E pode haver negócios menos claros entre gente dessas empresas e com dirigentes de certos clubes beneficiários de tais apoios. Tem alguma proposta de solução?
Eu acho que o apoio das empresas ao desporto devia ser directamente às federações de modo a que estas fizessem descer o dinheiro às associações e estas aos clubes. Só desse modo as tais empresas patrocinadoras se podiam orgulhar de estarem a apoiar o desporto em Moçambique.
Qual é a federação que melhor serve os interesses da província de Gaza?
Apreciamos o trabalho da federação de futebol, que forma árbitros, drena dinheiro, o que é muito bom e deve ser seguida pelas outras federações. Nota positiva. Segue a federação de atletismo que dá formação e material desportivo e dinheiro para a associação, para além de Kits para circuitos. Não queremos que as federações só apareçam na hora de votação. Vamos controlar as associações na hora das eleições federativas. Vamos ficar muito atentos ao que vai acontecer no futebol. Serão os clubes da província a indicarem o candidato a votar. Não queremos que o candidato só se comunique com o presidente da associação.
Como avalia o trabalho do representante do Conselho Nacional do Desporto?

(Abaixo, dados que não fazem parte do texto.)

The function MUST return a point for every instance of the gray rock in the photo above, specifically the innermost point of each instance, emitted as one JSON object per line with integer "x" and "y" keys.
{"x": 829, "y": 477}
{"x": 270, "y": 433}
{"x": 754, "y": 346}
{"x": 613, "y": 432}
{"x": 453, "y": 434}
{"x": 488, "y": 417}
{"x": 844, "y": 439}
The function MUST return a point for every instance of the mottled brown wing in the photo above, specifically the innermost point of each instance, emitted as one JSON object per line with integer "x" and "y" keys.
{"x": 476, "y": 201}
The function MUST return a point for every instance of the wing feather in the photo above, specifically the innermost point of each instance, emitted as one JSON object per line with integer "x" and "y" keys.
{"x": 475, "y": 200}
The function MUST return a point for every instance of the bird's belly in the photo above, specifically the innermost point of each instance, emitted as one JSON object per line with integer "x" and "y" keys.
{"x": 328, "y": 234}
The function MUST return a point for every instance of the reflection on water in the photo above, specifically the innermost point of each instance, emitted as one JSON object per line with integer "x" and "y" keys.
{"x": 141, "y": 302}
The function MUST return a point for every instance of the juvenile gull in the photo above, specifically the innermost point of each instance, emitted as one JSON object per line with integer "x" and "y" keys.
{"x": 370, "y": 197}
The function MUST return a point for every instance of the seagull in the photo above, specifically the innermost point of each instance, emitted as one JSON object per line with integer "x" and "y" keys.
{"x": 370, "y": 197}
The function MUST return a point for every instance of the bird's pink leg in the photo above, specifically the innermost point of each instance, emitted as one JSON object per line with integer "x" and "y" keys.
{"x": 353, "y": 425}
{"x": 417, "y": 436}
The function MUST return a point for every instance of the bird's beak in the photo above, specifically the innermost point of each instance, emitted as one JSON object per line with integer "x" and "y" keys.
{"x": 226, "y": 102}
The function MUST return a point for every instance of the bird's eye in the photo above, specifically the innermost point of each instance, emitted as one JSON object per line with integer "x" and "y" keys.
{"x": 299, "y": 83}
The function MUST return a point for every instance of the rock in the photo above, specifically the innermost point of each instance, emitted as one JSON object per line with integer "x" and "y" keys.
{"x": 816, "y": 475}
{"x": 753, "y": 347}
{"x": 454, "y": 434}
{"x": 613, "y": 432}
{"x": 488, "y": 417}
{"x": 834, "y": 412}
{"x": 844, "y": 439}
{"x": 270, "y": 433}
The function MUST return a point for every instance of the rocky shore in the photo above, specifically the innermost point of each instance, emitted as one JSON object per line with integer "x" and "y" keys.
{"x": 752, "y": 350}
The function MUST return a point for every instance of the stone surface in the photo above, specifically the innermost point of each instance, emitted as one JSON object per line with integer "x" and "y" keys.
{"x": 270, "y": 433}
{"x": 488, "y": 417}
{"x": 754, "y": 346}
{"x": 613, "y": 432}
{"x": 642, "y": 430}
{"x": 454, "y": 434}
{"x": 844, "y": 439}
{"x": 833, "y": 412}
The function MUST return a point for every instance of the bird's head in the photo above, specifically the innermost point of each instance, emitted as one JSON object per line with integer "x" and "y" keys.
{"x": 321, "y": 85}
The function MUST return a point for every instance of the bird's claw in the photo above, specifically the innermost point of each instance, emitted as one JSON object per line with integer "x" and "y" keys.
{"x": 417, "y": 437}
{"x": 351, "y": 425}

Era preciso dotar de condições o representante do CND. Ter um subsídio razoável e um fundo para o seu funcionamento, à semelhança dos secretários gerais. Ter meio de transporte para não andar à boleia dos clubes. Nós fazemos questão de lhe incluir nas nossas deslocações. Mesmo nas sessões do Governo ele nos acompanha.
Quem é Fernando Pinho?
Sou eu! Professor de Educação Física com vinte anos de serviço na cidade da Beira. Director provincial da Juventude e Desporto de Manica. Há cerca de três anos sou director provincial da Juventude e Desporto de Gaza. Sou natural de Gaza. Voltei à casa. Tenho obrigação de intervir daquilo que vi no tempo colonial. O campo do Ferroviário de Gaza foi sempre pelado, hoje relvado. O campo de Marian Ngouabi já tem outro aspecto, o que muito me orgulha. Surpreendo os desportistas mantendo diálogo com o movimento desportivo, de forma informal. Desse modo vou recebendo subsídios de como dirigir o desporto na província.